Using four cell phones so that the number could not be traced, the kidnappers called a fellow priest who asked Fr. Bazi the date of his ordination to verify his identity. Ordered to speak in Arabic, Bazi slipped in the Aramaic word for “that’s it,” believing he was not going to make it out alive.
“We don’t want him,” his fellow priest told the kidnappers. “We are going to consider him one of our martyrs.”
Then began nine days of torture during which Fr. Bazi was denied water for four days and suffered a broken tooth and a ruptured disc after he was hit in the face and back with a hammer. His kidnappers also held an unloaded pistol to his head and repeatedly pulled the trigger.
“I saw Islamic hospitality - in a bad way,” he said. “During the night, they tortured me a lot….They called me ‘infidel’, ‘dirty man’, ‘American spy’.”
“During the day, I was the spiritual father. They would ask me many questions, such as ‘What do I do with my wife, she is always demanding?’ I would tell them, ‘You have to show how much you love her. Wives like that.’ During the day, I would advise them. At night, they hit me.”
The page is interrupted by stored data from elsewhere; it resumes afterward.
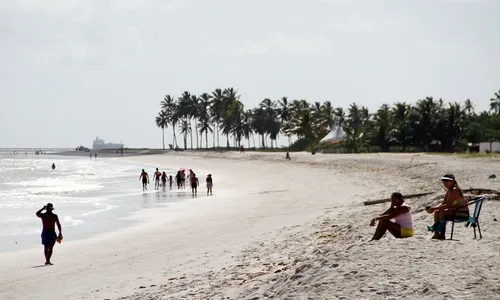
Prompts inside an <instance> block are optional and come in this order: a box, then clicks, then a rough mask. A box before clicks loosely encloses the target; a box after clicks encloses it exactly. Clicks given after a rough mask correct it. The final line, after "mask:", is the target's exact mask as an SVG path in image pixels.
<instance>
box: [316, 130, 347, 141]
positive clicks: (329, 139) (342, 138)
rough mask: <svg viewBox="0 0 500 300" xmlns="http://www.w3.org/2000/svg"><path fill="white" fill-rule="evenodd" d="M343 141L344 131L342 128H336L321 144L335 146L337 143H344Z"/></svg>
mask: <svg viewBox="0 0 500 300" xmlns="http://www.w3.org/2000/svg"><path fill="white" fill-rule="evenodd" d="M343 139H344V132H343V131H342V126H335V127H333V128H332V130H331V131H330V133H328V134H327V135H326V136H325V137H324V138H322V139H321V141H319V142H320V143H328V144H335V143H340V142H342V140H343Z"/></svg>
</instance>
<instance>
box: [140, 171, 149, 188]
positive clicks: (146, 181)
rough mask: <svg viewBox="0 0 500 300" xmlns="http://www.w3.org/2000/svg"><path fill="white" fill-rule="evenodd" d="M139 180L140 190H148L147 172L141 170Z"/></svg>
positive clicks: (148, 178)
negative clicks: (140, 181)
mask: <svg viewBox="0 0 500 300" xmlns="http://www.w3.org/2000/svg"><path fill="white" fill-rule="evenodd" d="M139 180H142V190H143V191H144V190H147V189H148V183H149V175H148V172H146V171H144V169H142V172H141V175H140V176H139Z"/></svg>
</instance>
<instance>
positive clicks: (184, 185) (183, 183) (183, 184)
mask: <svg viewBox="0 0 500 300" xmlns="http://www.w3.org/2000/svg"><path fill="white" fill-rule="evenodd" d="M181 186H182V188H183V189H185V188H186V172H185V171H184V170H182V171H181Z"/></svg>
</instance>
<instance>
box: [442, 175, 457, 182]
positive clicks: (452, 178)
mask: <svg viewBox="0 0 500 300" xmlns="http://www.w3.org/2000/svg"><path fill="white" fill-rule="evenodd" d="M441 180H446V181H455V176H453V174H445V175H443V177H441Z"/></svg>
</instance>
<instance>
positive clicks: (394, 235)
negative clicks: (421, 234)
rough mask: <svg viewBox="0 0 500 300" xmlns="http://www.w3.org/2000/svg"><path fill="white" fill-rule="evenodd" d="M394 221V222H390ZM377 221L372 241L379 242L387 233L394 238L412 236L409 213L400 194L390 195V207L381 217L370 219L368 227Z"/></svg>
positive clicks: (386, 210) (409, 210) (399, 193)
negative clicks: (373, 218) (373, 240)
mask: <svg viewBox="0 0 500 300" xmlns="http://www.w3.org/2000/svg"><path fill="white" fill-rule="evenodd" d="M391 219H394V222H393V221H391ZM377 221H378V226H377V229H376V230H375V234H374V235H373V238H372V239H371V240H372V241H373V240H380V239H381V238H382V237H383V236H384V234H385V233H386V232H387V231H389V232H390V233H391V234H392V235H393V236H394V237H395V238H398V239H400V238H408V237H412V236H413V222H412V217H411V211H410V208H409V207H408V206H406V205H405V204H404V200H403V195H401V193H392V195H391V207H390V208H389V209H388V210H386V211H385V212H384V213H383V214H382V215H380V216H379V217H377V218H374V219H372V221H371V222H370V226H375V222H377Z"/></svg>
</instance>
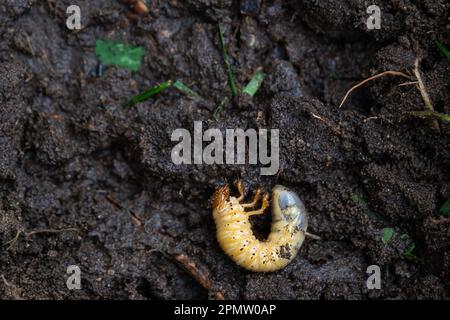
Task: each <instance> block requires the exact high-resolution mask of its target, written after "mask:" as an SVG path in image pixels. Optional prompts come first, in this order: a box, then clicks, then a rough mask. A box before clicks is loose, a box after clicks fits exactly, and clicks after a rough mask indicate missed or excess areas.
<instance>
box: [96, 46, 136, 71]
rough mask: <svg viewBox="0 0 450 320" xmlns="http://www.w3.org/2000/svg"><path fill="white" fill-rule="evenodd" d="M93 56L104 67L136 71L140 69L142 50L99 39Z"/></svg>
mask: <svg viewBox="0 0 450 320" xmlns="http://www.w3.org/2000/svg"><path fill="white" fill-rule="evenodd" d="M95 54H96V55H97V58H98V59H99V60H100V61H101V63H103V64H104V65H115V66H119V67H123V68H127V69H129V70H132V71H138V70H139V69H140V67H141V59H142V56H143V55H144V48H142V47H134V46H130V45H127V44H124V43H121V42H115V41H111V40H101V39H99V40H97V41H96V43H95Z"/></svg>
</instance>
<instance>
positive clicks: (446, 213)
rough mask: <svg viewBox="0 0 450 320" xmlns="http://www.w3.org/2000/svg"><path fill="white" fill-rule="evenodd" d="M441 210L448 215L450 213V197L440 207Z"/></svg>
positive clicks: (441, 211) (442, 214)
mask: <svg viewBox="0 0 450 320" xmlns="http://www.w3.org/2000/svg"><path fill="white" fill-rule="evenodd" d="M439 212H440V213H441V214H442V215H444V216H448V215H449V214H450V199H448V200H447V202H446V203H444V205H443V206H442V207H441V209H439Z"/></svg>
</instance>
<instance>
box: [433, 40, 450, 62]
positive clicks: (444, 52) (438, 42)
mask: <svg viewBox="0 0 450 320" xmlns="http://www.w3.org/2000/svg"><path fill="white" fill-rule="evenodd" d="M436 45H437V46H438V48H439V50H441V52H442V54H443V55H444V56H445V57H446V58H447V60H448V61H450V51H449V50H448V49H447V47H446V46H444V44H443V43H442V42H439V41H436Z"/></svg>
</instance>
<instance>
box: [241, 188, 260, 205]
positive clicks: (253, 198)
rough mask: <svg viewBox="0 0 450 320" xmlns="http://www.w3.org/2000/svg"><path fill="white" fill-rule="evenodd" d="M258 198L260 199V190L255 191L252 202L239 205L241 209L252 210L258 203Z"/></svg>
mask: <svg viewBox="0 0 450 320" xmlns="http://www.w3.org/2000/svg"><path fill="white" fill-rule="evenodd" d="M259 198H261V189H258V190H256V192H255V195H254V196H253V200H252V202H250V203H243V204H241V206H242V207H243V208H253V207H254V206H256V204H257V203H258V201H259Z"/></svg>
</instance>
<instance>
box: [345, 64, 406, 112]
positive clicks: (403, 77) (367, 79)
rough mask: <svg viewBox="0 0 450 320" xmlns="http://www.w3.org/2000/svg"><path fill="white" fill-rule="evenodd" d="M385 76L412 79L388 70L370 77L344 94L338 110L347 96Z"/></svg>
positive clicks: (404, 74) (348, 90)
mask: <svg viewBox="0 0 450 320" xmlns="http://www.w3.org/2000/svg"><path fill="white" fill-rule="evenodd" d="M385 76H394V77H403V78H406V79H409V80H413V77H411V76H409V75H407V74H406V73H403V72H400V71H393V70H388V71H384V72H382V73H379V74H376V75H374V76H371V77H369V78H367V79H365V80H363V81H361V82H359V83H357V84H356V85H354V86H353V87H352V88H351V89H350V90H348V91H347V93H346V94H345V96H344V98H343V99H342V102H341V104H340V105H339V108H341V107H342V106H343V104H344V103H345V101H346V100H347V98H348V96H349V95H350V94H351V93H352V92H353V91H355V90H356V89H358V88H359V87H361V86H363V85H365V84H366V83H367V82H370V81H372V80H375V79H378V78H381V77H385Z"/></svg>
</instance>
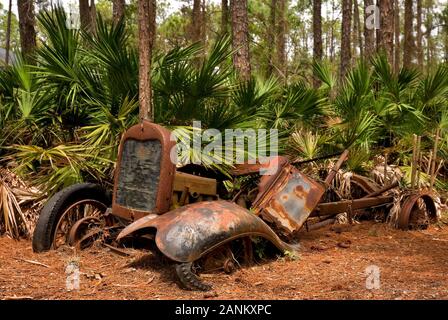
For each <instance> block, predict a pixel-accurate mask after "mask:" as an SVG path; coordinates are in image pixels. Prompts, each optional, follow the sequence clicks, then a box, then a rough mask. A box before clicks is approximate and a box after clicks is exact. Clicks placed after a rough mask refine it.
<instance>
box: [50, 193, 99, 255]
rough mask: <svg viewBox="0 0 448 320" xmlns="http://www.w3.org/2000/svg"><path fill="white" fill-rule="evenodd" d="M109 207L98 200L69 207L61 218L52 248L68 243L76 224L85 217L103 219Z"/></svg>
mask: <svg viewBox="0 0 448 320" xmlns="http://www.w3.org/2000/svg"><path fill="white" fill-rule="evenodd" d="M106 209H107V206H106V205H105V204H104V203H102V202H100V201H97V200H93V199H86V200H81V201H78V202H75V203H74V204H72V205H71V206H70V207H68V208H67V209H66V210H65V211H64V212H63V213H62V215H61V217H60V218H59V221H58V224H57V225H56V229H55V232H54V235H53V243H52V248H53V249H57V248H59V247H60V246H61V245H64V244H66V243H68V236H69V233H70V230H71V228H72V227H73V226H74V224H75V223H76V222H77V221H78V220H80V219H83V218H85V217H96V218H99V219H101V218H102V216H103V214H104V212H105V211H106Z"/></svg>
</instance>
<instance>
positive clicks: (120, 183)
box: [116, 139, 162, 212]
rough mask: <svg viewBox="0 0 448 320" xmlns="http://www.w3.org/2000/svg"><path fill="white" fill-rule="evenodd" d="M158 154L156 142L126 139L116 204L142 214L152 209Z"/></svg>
mask: <svg viewBox="0 0 448 320" xmlns="http://www.w3.org/2000/svg"><path fill="white" fill-rule="evenodd" d="M161 151H162V148H161V144H160V141H158V140H146V141H139V140H134V139H127V140H126V141H125V142H124V146H123V152H122V155H121V163H120V168H119V170H120V171H119V176H118V186H117V194H116V203H117V204H118V205H120V206H122V207H126V208H129V209H134V210H139V211H145V212H151V211H153V210H154V208H155V206H156V199H157V190H158V187H159V179H160V159H161Z"/></svg>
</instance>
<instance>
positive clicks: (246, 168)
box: [231, 156, 288, 176]
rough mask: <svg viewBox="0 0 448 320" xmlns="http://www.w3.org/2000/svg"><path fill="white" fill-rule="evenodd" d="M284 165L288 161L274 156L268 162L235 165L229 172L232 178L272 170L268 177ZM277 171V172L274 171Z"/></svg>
mask: <svg viewBox="0 0 448 320" xmlns="http://www.w3.org/2000/svg"><path fill="white" fill-rule="evenodd" d="M286 163H288V159H287V158H286V157H282V156H276V157H272V158H270V159H269V161H267V162H264V163H260V162H259V161H257V163H254V164H250V163H243V164H237V165H235V168H234V169H232V170H231V174H232V175H233V176H242V175H247V174H254V173H261V171H262V170H267V169H272V170H273V172H271V173H270V175H275V174H276V173H277V172H278V171H279V170H280V169H281V168H282V167H283V166H284V165H285V164H286ZM276 169H277V170H276Z"/></svg>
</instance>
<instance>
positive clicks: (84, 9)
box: [79, 0, 96, 32]
mask: <svg viewBox="0 0 448 320" xmlns="http://www.w3.org/2000/svg"><path fill="white" fill-rule="evenodd" d="M79 19H80V21H81V28H82V29H84V30H87V31H89V32H94V31H95V29H96V6H95V0H90V1H89V0H79Z"/></svg>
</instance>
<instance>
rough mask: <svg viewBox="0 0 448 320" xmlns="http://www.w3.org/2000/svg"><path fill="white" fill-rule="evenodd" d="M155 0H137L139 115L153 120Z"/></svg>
mask: <svg viewBox="0 0 448 320" xmlns="http://www.w3.org/2000/svg"><path fill="white" fill-rule="evenodd" d="M155 10H156V4H155V0H138V51H139V104H140V110H139V116H140V119H147V120H150V121H154V111H153V107H152V91H151V57H152V47H153V45H154V39H155V15H156V13H155Z"/></svg>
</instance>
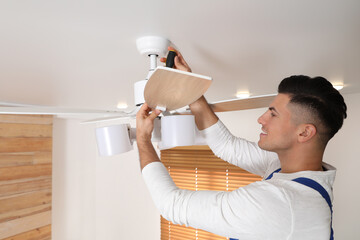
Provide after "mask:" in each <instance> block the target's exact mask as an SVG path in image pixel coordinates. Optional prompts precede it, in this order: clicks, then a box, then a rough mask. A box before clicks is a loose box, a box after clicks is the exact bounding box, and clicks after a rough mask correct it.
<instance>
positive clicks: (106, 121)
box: [81, 106, 141, 124]
mask: <svg viewBox="0 0 360 240" xmlns="http://www.w3.org/2000/svg"><path fill="white" fill-rule="evenodd" d="M140 108H141V106H138V107H136V108H134V109H133V110H131V111H130V112H122V114H121V115H119V116H115V117H102V118H96V119H91V120H87V121H84V122H81V124H91V123H99V122H108V121H114V120H119V119H131V118H135V117H136V113H137V112H138V111H139V109H140Z"/></svg>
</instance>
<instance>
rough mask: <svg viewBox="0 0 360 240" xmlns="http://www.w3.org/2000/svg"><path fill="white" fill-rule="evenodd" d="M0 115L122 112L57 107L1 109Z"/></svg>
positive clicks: (34, 114) (2, 107)
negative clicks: (5, 114) (58, 107)
mask: <svg viewBox="0 0 360 240" xmlns="http://www.w3.org/2000/svg"><path fill="white" fill-rule="evenodd" d="M0 114H23V115H28V114H29V115H61V116H79V115H102V116H110V115H121V114H124V112H120V111H118V112H117V111H104V110H87V109H71V108H57V107H0Z"/></svg>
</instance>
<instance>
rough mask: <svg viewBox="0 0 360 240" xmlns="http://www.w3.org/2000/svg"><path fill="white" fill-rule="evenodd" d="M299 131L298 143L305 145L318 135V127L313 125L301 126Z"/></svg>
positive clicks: (304, 125)
mask: <svg viewBox="0 0 360 240" xmlns="http://www.w3.org/2000/svg"><path fill="white" fill-rule="evenodd" d="M298 130H299V131H298V141H299V142H300V143H305V142H307V141H309V140H310V139H312V138H313V137H314V136H315V135H316V127H315V126H314V125H313V124H301V125H300V126H299V129H298Z"/></svg>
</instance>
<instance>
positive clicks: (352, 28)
mask: <svg viewBox="0 0 360 240" xmlns="http://www.w3.org/2000/svg"><path fill="white" fill-rule="evenodd" d="M146 35H159V36H164V37H167V38H169V39H170V40H171V41H172V42H173V43H174V44H175V45H176V46H177V47H178V48H179V49H180V51H181V52H182V53H183V55H184V56H185V58H186V59H187V61H188V63H189V64H190V65H191V67H192V70H193V72H195V73H199V74H204V75H208V76H211V77H213V79H214V82H213V84H212V86H211V87H210V89H209V90H208V92H207V93H206V97H207V99H208V100H209V101H217V100H223V99H229V98H234V96H235V94H236V92H237V91H245V90H248V91H250V93H251V94H252V95H262V94H269V93H275V92H276V88H277V85H278V83H279V82H280V80H282V79H283V78H285V77H287V76H290V75H293V74H305V75H310V76H318V75H321V76H324V77H326V78H328V79H329V80H330V81H331V82H343V83H344V84H345V88H344V89H343V90H342V91H343V93H355V92H360V80H359V76H360V1H359V0H342V1H339V0H317V1H314V0H298V1H295V0H282V1H280V0H277V1H275V0H243V1H241V0H226V1H224V0H222V1H214V0H196V1H193V0H182V1H172V0H158V1H151V0H132V1H120V0H101V1H94V0H91V1H73V0H70V1H67V0H52V1H48V0H36V1H35V0H23V1H19V0H2V1H1V2H0V101H7V102H17V103H26V104H42V105H53V106H61V107H74V108H79V107H81V108H94V109H114V108H115V107H116V105H117V103H118V102H127V103H128V105H129V106H132V105H133V104H134V100H133V84H134V83H135V82H136V81H139V80H142V79H143V78H145V77H146V75H147V71H148V68H149V61H148V59H147V57H144V56H141V55H140V54H139V53H138V51H137V48H136V43H135V41H136V39H137V38H138V37H141V36H146Z"/></svg>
During his ordeal, Fr. Bazi said he used 10 links of the chain around his wrists to pray the Rosary. He also defied his captors, telling them: “I know Islam better than you.”
After the church paid an undisclosed ransom, the priest was dressed in women’s clothing, smuggled through the checkpoints and finally released in Baghdad. He made his way to a Catholic church, where his fellow priests embraced him. “That time I started crying,” he recalls.
He moved to Erbil in 2013. “There is no such thing as moderate Islam...ISIS represents Islam one hundred percent,” he reportedly said in 2015.
“I am a lucky guy,” he says now. “I have a chance to talk about what happened to me.”